Des dispositifs "longs" et "coûteux". "On est convaincu qu'il faut un consensus républicain pour sortir de dispositifs qui sont longs, coûteux et dont les ressources humaines pourraient être mieux employées", a déclaré lors d'une conférence de presse le député de Seine-Saint-Denis Sébastien  Pietrasanta, rapporteur d'une mission de suivi de la mise en oeuvre des propositions d'une commission d'enquête parlementaire post-attentats, dont il avait également été le rapporteur.

"Il faudra avoir le courage politique après les échéances électorales, gauche et droite, de se mettre d'accord" et "éviter les procès d'intention" et les accusations mutuelles de "désarmer" la France, a-t-il poursuivi, appelant à un "consensus" sur la sortie de l'état d'urgence et de l'opération Sentinelle.

"Les soldats sont faits pour faire la guerre." "C'est toujours délicat pour un gouvernement d'arrêter Sentinelle, comme il est difficile d'arrêter l'état d'urgence. Qui prendra le risque de donner le sentiment de baisser le niveau de garde et de vigilance ?" s'est interrogé Georges Fenech, ancien président de la commission d'enquête parlementaire et rapporteur de la mission de suivi.

"Mais il faudra bien un jour ou l'autre qu'on prenne cette décision et qu'on assure la défense de nos villes par des policiers et des gendarmes dont c'est le métier", a ajouté le député LR, qui estime que "les soldats sont faits pour faire la guerre, pas de la sécurité civile sur le territoire national".

Des effets discutables.
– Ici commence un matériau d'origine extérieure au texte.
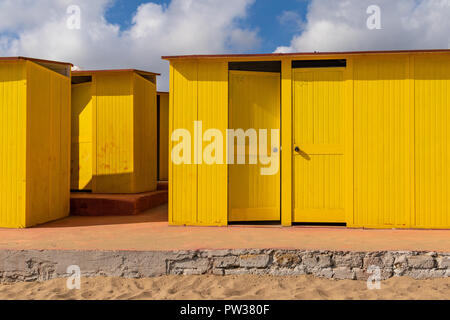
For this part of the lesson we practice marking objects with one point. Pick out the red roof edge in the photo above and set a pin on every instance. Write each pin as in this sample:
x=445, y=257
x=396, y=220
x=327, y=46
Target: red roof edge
x=83, y=72
x=36, y=60
x=302, y=54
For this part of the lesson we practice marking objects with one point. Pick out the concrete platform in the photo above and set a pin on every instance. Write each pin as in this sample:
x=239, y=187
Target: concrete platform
x=150, y=231
x=144, y=245
x=88, y=204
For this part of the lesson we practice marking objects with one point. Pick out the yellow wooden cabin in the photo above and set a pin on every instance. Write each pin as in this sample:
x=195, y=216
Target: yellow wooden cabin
x=34, y=141
x=114, y=131
x=364, y=142
x=163, y=136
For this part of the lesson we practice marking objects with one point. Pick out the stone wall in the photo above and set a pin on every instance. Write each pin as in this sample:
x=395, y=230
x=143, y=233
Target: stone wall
x=34, y=265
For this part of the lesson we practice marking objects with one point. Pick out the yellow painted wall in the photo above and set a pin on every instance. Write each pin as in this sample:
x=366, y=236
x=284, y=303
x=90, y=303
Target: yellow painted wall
x=432, y=142
x=82, y=137
x=383, y=142
x=145, y=135
x=198, y=193
x=123, y=133
x=163, y=136
x=319, y=167
x=35, y=144
x=390, y=141
x=254, y=104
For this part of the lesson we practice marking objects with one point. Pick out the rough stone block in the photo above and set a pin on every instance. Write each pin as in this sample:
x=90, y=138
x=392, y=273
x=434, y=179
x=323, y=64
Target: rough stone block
x=226, y=262
x=254, y=261
x=443, y=262
x=350, y=260
x=286, y=259
x=421, y=262
x=343, y=273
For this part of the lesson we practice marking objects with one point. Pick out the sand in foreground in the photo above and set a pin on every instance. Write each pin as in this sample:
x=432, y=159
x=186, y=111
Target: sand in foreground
x=230, y=287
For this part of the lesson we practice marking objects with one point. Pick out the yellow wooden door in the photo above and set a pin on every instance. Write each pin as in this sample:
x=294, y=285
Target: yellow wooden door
x=81, y=159
x=254, y=104
x=319, y=145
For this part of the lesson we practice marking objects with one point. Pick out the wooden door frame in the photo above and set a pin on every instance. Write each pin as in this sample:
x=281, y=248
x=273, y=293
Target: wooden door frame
x=281, y=134
x=287, y=110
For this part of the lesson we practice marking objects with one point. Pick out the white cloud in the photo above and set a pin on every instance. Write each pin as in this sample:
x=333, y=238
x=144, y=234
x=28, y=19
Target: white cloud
x=39, y=29
x=341, y=25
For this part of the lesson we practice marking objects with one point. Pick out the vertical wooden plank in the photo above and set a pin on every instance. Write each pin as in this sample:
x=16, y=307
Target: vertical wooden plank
x=185, y=113
x=286, y=142
x=94, y=134
x=411, y=110
x=213, y=113
x=349, y=143
x=171, y=110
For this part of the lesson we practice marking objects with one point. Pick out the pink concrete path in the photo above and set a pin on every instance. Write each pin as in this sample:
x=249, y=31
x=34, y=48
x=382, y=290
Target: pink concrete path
x=150, y=232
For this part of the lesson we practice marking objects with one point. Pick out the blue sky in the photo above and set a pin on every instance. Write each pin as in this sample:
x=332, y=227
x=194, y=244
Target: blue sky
x=263, y=15
x=108, y=39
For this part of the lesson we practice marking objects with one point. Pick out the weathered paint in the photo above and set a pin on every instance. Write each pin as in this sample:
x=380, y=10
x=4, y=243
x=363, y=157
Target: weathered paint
x=319, y=166
x=383, y=148
x=117, y=140
x=34, y=143
x=163, y=136
x=254, y=103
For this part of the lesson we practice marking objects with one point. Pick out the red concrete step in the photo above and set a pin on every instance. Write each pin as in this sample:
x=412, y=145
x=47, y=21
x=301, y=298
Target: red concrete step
x=163, y=185
x=88, y=204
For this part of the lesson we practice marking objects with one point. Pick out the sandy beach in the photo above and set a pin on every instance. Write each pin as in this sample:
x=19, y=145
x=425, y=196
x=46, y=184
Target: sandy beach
x=229, y=287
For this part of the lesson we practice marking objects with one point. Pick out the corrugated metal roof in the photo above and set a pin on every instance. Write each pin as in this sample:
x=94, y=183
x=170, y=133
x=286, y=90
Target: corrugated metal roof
x=90, y=72
x=301, y=54
x=36, y=60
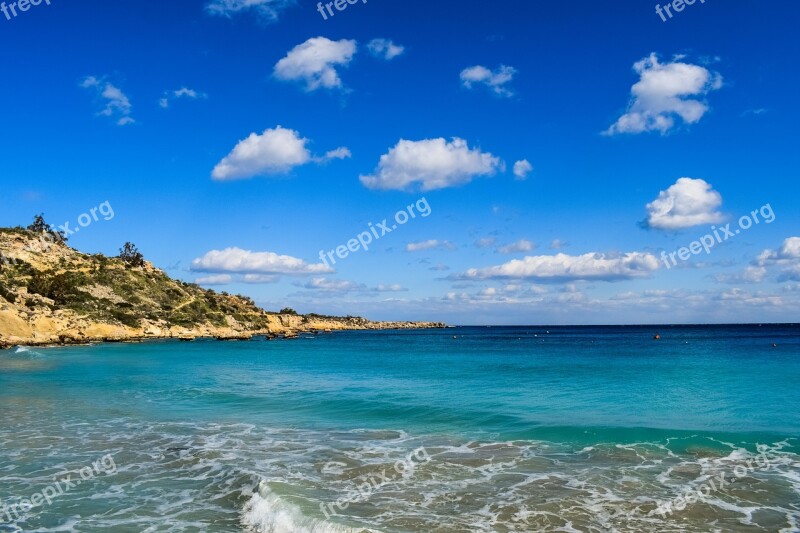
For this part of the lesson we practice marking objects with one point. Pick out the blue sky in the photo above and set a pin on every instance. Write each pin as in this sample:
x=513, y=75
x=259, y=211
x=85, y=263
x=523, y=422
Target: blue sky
x=237, y=139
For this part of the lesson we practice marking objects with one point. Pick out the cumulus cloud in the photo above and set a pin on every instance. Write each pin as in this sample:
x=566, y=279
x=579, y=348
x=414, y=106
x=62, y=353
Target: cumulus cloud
x=183, y=92
x=494, y=80
x=327, y=287
x=787, y=257
x=789, y=252
x=522, y=169
x=236, y=260
x=431, y=244
x=267, y=10
x=562, y=267
x=689, y=202
x=522, y=245
x=117, y=105
x=384, y=48
x=315, y=62
x=751, y=274
x=666, y=92
x=338, y=153
x=485, y=242
x=431, y=164
x=276, y=151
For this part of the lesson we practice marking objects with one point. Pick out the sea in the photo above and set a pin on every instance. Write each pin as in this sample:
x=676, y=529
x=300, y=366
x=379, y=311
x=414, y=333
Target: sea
x=466, y=429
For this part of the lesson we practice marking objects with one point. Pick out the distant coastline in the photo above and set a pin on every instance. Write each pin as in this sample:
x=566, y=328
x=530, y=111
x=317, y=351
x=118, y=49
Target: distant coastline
x=54, y=295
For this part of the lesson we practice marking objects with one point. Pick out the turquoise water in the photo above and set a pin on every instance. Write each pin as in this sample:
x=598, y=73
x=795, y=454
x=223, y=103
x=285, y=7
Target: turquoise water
x=497, y=429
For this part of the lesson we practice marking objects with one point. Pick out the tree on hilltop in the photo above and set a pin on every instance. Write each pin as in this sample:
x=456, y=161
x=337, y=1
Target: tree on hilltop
x=131, y=256
x=40, y=226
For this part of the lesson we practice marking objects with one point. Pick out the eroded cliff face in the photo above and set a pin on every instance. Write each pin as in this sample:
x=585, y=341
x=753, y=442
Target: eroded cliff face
x=53, y=294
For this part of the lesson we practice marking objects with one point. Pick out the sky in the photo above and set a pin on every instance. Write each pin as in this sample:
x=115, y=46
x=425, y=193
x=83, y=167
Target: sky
x=472, y=162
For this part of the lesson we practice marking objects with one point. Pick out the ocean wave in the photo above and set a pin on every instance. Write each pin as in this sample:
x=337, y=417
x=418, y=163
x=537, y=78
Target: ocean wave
x=266, y=512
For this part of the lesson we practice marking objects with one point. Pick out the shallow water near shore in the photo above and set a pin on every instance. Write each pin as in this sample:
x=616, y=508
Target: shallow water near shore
x=497, y=429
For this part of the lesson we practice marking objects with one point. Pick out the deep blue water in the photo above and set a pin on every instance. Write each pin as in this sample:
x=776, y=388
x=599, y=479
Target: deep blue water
x=599, y=423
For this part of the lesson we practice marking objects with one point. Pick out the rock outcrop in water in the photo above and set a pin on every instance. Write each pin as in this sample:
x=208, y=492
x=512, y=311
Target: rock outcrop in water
x=53, y=294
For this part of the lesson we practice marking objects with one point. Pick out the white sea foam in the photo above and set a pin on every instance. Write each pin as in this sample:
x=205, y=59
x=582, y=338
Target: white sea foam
x=266, y=512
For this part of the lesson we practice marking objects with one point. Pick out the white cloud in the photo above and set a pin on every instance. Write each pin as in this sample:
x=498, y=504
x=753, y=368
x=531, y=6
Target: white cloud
x=431, y=164
x=384, y=48
x=332, y=285
x=219, y=279
x=522, y=169
x=788, y=252
x=260, y=278
x=485, y=242
x=522, y=245
x=338, y=153
x=236, y=260
x=689, y=202
x=394, y=287
x=183, y=92
x=562, y=267
x=431, y=244
x=496, y=80
x=326, y=287
x=751, y=274
x=117, y=104
x=666, y=92
x=787, y=257
x=276, y=151
x=268, y=10
x=315, y=62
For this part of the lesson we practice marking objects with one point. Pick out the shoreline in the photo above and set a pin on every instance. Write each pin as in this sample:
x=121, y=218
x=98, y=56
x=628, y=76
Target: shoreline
x=137, y=337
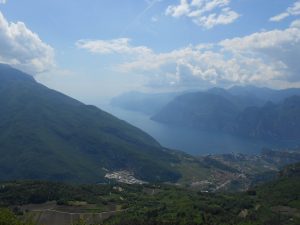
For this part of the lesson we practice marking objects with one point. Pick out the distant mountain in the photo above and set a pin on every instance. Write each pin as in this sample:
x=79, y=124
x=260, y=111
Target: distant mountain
x=263, y=93
x=146, y=103
x=47, y=135
x=200, y=110
x=277, y=121
x=242, y=111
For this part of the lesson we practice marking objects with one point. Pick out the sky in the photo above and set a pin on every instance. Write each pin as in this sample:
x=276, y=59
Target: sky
x=97, y=49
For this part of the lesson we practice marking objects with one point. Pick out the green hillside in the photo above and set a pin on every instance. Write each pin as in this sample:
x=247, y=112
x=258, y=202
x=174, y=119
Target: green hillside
x=47, y=135
x=273, y=203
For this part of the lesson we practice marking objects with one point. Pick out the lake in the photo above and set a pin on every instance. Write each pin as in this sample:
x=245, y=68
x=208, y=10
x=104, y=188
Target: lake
x=193, y=141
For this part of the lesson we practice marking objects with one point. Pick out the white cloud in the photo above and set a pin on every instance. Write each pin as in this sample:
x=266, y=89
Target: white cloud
x=119, y=46
x=22, y=48
x=205, y=13
x=265, y=58
x=290, y=11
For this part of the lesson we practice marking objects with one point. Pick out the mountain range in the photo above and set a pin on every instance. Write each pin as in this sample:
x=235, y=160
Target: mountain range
x=246, y=111
x=47, y=135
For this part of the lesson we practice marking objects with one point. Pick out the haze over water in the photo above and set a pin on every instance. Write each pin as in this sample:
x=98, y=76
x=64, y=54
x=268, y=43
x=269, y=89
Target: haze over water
x=193, y=141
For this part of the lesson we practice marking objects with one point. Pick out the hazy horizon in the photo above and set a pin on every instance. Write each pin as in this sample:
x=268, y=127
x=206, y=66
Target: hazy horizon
x=100, y=49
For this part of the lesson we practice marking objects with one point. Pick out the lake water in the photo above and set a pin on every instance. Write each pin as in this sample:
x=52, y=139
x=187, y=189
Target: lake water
x=193, y=141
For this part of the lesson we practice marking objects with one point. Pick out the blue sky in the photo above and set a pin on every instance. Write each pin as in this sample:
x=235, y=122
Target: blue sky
x=100, y=48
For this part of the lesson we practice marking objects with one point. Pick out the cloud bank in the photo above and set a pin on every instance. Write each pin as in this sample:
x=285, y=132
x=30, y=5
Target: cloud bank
x=23, y=48
x=293, y=10
x=205, y=13
x=262, y=58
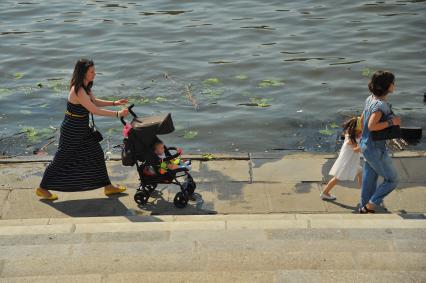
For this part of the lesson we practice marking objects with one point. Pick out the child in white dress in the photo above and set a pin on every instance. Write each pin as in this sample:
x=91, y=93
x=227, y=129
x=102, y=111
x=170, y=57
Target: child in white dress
x=347, y=165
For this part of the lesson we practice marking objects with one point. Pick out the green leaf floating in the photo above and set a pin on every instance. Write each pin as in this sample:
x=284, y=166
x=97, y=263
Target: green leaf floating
x=18, y=76
x=326, y=132
x=5, y=92
x=261, y=102
x=334, y=125
x=211, y=81
x=366, y=72
x=190, y=134
x=241, y=77
x=212, y=92
x=270, y=83
x=208, y=156
x=160, y=99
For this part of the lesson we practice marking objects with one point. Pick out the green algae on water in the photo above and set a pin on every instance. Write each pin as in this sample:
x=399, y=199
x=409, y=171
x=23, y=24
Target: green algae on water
x=241, y=77
x=190, y=134
x=211, y=81
x=270, y=83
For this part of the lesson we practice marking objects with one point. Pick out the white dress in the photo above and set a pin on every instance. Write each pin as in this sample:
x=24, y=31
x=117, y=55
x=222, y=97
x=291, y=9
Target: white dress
x=347, y=165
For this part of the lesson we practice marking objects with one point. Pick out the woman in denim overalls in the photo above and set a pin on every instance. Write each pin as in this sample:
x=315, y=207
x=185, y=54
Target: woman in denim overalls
x=377, y=116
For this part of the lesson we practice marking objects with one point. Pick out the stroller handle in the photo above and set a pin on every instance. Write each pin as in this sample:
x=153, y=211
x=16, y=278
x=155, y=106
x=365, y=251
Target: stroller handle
x=131, y=112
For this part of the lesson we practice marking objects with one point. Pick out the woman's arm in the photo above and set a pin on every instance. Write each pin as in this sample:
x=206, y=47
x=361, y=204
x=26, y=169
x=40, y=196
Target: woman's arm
x=375, y=125
x=101, y=102
x=84, y=100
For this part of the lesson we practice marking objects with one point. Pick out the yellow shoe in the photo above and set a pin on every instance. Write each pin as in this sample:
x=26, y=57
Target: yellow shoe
x=43, y=196
x=112, y=191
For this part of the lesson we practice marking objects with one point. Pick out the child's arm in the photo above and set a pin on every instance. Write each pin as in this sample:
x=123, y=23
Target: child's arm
x=355, y=147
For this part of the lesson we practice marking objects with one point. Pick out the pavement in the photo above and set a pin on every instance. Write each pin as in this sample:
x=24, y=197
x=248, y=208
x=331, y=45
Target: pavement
x=244, y=183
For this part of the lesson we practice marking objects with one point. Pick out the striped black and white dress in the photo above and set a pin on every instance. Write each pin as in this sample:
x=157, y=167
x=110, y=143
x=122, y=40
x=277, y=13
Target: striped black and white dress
x=79, y=163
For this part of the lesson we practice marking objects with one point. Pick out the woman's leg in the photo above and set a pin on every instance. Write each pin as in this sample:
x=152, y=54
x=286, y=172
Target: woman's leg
x=359, y=179
x=329, y=186
x=390, y=179
x=369, y=183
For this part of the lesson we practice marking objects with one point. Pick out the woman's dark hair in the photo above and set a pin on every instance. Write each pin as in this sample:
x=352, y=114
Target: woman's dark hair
x=79, y=73
x=350, y=127
x=380, y=83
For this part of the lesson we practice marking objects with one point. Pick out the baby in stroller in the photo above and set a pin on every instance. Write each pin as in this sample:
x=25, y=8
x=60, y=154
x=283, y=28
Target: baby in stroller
x=154, y=161
x=173, y=164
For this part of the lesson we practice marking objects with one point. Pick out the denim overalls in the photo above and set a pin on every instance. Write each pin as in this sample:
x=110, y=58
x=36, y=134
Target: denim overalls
x=377, y=160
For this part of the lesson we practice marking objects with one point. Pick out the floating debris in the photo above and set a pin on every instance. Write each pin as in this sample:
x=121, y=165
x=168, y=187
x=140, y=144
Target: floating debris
x=190, y=97
x=190, y=134
x=366, y=72
x=5, y=92
x=212, y=92
x=18, y=76
x=208, y=156
x=257, y=102
x=270, y=83
x=326, y=131
x=211, y=81
x=241, y=77
x=334, y=125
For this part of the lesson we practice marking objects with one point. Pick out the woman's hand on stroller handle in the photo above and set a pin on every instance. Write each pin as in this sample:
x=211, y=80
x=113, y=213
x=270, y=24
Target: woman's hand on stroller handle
x=123, y=112
x=127, y=111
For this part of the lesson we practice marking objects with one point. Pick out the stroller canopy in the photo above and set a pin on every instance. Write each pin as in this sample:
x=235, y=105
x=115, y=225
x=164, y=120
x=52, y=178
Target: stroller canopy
x=146, y=129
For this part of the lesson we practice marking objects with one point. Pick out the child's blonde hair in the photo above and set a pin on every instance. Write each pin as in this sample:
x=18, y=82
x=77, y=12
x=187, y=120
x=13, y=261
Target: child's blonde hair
x=351, y=128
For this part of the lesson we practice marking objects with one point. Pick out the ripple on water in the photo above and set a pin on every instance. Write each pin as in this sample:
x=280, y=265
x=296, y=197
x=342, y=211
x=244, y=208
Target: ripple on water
x=280, y=65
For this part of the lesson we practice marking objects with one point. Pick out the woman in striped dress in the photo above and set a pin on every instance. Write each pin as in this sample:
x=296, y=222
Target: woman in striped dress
x=79, y=163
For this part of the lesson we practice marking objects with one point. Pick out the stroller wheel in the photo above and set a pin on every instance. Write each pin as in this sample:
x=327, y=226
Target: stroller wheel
x=150, y=187
x=191, y=187
x=141, y=197
x=180, y=200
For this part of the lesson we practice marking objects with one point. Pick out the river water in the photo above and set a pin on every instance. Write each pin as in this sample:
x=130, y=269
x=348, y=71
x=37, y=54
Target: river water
x=237, y=76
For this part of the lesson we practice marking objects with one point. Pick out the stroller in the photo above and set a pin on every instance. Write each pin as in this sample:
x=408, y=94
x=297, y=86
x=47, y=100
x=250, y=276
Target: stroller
x=137, y=149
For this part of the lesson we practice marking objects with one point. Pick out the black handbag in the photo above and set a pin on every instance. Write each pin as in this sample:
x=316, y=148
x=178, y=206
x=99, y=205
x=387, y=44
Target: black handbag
x=127, y=157
x=94, y=133
x=392, y=132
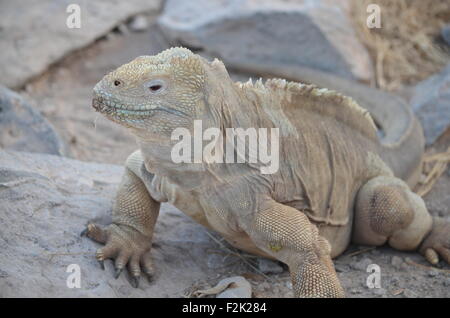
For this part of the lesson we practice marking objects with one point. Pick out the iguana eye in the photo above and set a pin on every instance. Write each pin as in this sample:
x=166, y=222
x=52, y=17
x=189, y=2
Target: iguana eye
x=156, y=86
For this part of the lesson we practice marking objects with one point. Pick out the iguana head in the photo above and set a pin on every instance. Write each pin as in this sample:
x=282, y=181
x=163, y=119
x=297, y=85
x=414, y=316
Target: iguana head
x=153, y=95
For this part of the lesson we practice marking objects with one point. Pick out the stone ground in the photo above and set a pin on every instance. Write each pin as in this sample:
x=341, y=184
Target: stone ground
x=63, y=95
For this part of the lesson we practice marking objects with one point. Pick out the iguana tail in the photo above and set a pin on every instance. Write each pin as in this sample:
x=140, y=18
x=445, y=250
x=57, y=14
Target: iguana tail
x=400, y=132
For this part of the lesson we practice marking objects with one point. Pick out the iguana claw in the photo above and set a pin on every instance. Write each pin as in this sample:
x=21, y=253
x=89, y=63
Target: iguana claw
x=135, y=281
x=118, y=272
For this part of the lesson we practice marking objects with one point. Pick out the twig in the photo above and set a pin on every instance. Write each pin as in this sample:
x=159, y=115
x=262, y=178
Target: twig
x=241, y=257
x=411, y=262
x=364, y=250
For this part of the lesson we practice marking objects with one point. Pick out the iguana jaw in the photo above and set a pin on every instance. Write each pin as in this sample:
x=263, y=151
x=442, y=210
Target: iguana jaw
x=118, y=111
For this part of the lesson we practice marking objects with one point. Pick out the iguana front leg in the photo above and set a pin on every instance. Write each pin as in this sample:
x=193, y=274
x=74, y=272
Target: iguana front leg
x=289, y=236
x=129, y=238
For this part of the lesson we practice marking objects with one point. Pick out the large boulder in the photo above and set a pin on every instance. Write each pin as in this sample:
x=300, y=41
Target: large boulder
x=34, y=33
x=316, y=34
x=23, y=128
x=45, y=202
x=431, y=103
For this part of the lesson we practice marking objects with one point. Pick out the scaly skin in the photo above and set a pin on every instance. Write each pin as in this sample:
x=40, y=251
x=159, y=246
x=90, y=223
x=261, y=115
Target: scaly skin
x=336, y=180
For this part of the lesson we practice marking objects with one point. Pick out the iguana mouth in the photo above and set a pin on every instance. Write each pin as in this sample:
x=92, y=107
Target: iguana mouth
x=115, y=108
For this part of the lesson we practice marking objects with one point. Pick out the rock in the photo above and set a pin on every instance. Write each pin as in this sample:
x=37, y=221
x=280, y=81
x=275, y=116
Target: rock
x=268, y=266
x=362, y=264
x=431, y=103
x=341, y=268
x=139, y=23
x=239, y=288
x=433, y=273
x=446, y=281
x=397, y=262
x=45, y=202
x=410, y=294
x=317, y=34
x=23, y=128
x=445, y=33
x=379, y=291
x=31, y=53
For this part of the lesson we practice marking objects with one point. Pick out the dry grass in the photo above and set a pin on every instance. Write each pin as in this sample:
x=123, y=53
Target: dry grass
x=405, y=49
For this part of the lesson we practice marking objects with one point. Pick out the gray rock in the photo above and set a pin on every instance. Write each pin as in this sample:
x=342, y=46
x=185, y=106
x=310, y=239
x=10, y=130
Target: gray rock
x=397, y=262
x=362, y=264
x=239, y=288
x=317, y=34
x=268, y=266
x=379, y=291
x=446, y=281
x=45, y=202
x=431, y=103
x=341, y=268
x=410, y=294
x=433, y=273
x=23, y=128
x=139, y=23
x=445, y=33
x=36, y=34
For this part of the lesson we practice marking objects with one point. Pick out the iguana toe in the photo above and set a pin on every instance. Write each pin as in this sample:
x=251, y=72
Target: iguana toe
x=127, y=246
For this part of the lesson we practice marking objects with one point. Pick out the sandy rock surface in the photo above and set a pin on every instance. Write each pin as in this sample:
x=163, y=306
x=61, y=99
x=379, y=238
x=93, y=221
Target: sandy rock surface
x=317, y=34
x=28, y=56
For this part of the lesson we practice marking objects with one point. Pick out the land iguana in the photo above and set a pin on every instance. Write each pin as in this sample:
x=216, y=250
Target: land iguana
x=338, y=180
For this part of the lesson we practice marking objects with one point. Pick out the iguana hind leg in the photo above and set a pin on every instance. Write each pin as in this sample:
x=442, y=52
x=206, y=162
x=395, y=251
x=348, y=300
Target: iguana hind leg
x=287, y=234
x=387, y=210
x=128, y=239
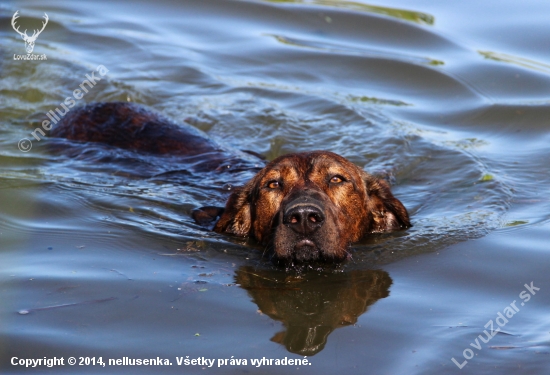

La commission d'enquête parlementaire, après cinq mois de travail et 200 heures d'audition, avait mis en cause l'impact réel de l'état d'urgence et de l'opération Sentinelle, dans un rapport rendu public le 5 juillet."L'état d'urgence a eu un effet mais il semble s'être rapidement amenuisé. Et 18 mois après le début de l'opération Sentinelle, alors que cette contribution qui a été jusqu'à 10.000 hommes est encore aujourd'hui de 6.000 à 7.000 soldats, je m'interroge sur la valeur ajoutée réelle dans la sécurisation du territoire national", avait alors déclaré Sébastien Pietrasanta.

"7.000 hommes, plus 3.000 en réserve, c'est presque le tiers de nos forces terrestres", a observé mardi Georges Fenech.